It marked the second time in three years that Francis avoided punishment from the academy. It wouldn’t be the last time he fell under its scrutiny.

The Maine Criminal Justice Academy in Vassalboro. Linda Coan O'Kresik / BDN. United States, undated.
The Maine Criminal Justice Academy in Vassalboro. Linda Coan O'Kresik / BDN. United States, undated.

‘We Have Had Enough’

Cases like Francis’ call into question whether Maine’s police overseer has enough authority to penalize officers for misconduct that betrays law enforcement’s code of ethics, to prevent them from getting future jobs in law enforcement.

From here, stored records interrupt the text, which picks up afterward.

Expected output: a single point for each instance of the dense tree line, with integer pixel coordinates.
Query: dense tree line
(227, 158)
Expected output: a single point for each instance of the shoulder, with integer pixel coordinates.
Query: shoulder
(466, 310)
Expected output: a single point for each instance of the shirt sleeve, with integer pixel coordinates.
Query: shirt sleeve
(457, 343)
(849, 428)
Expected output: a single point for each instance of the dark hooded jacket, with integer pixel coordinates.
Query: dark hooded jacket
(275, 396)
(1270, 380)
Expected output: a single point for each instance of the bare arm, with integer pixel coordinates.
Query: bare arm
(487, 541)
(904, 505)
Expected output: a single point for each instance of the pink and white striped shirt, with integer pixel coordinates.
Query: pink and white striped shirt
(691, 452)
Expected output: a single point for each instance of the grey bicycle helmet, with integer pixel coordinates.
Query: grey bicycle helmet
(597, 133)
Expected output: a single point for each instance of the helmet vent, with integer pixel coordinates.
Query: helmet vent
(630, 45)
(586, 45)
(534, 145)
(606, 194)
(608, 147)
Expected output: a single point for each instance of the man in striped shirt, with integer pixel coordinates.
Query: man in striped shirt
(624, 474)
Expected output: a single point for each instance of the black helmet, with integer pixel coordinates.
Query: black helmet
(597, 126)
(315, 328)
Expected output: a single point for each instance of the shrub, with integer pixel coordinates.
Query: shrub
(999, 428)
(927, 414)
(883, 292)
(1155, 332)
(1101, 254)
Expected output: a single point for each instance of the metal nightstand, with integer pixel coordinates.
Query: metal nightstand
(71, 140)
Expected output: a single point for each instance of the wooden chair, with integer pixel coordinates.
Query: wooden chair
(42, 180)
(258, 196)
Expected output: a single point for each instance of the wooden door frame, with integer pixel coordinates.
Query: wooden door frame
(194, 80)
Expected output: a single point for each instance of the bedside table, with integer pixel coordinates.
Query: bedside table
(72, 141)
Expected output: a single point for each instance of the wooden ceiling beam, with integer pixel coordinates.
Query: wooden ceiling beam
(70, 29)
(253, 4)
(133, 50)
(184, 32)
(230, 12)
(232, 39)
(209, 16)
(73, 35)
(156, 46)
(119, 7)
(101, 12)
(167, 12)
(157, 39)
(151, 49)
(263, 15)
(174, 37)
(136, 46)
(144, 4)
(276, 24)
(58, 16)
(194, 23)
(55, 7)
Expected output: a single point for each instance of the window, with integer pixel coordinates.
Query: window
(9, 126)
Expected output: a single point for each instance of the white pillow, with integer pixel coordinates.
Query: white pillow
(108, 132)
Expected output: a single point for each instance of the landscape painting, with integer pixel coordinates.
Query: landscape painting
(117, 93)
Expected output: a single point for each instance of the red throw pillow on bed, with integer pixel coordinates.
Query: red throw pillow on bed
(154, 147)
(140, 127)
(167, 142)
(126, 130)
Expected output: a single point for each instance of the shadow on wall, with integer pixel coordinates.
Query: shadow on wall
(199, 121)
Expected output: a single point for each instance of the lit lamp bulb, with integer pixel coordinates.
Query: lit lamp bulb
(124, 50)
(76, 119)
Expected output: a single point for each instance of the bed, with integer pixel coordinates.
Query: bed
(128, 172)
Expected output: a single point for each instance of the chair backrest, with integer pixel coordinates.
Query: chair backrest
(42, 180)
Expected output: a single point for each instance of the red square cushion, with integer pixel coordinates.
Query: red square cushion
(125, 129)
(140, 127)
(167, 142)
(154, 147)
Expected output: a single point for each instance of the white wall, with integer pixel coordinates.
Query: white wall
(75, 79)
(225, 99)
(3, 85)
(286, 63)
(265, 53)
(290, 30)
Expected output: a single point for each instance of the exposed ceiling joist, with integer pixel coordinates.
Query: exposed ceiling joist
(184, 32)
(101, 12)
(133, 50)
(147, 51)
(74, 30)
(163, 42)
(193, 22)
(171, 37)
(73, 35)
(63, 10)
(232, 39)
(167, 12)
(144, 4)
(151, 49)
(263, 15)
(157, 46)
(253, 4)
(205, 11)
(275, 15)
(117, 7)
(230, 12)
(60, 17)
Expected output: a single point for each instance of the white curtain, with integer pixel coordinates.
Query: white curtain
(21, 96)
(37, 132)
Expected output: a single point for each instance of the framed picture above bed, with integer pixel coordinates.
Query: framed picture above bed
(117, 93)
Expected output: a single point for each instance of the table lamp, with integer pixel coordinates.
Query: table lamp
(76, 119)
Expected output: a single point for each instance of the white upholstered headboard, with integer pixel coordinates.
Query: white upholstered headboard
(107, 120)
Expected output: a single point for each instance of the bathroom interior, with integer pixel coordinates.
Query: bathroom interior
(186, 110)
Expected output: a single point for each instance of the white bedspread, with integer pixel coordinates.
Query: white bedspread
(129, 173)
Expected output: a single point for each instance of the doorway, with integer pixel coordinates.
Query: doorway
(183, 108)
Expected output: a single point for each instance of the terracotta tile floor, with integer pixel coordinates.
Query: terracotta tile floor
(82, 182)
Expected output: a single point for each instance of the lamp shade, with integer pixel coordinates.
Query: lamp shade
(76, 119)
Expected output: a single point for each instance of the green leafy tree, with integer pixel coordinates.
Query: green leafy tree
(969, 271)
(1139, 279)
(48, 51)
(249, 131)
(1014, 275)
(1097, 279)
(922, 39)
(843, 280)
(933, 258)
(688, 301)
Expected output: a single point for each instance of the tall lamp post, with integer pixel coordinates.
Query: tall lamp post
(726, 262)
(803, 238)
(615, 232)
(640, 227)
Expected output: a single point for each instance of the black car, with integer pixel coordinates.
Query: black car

Unlike in other states and professions, Maine law largely does not give the academy power to punish officers for misconduct that is not a potential criminal offense, even if their actions call into question their ability to fairly police the public. Human rights violations and ethical transgressions that damage the public’s faith in police — but are not crimes — do not rise to the academy’s purview.

Officers have kept their licenses despite repeatedly lying to their supervisors, belittling an inmate based on his intellectual disabilities and ethnicity, drunkenly mishandling a service weapon off duty, and sexually harassing their colleagues and prisoners.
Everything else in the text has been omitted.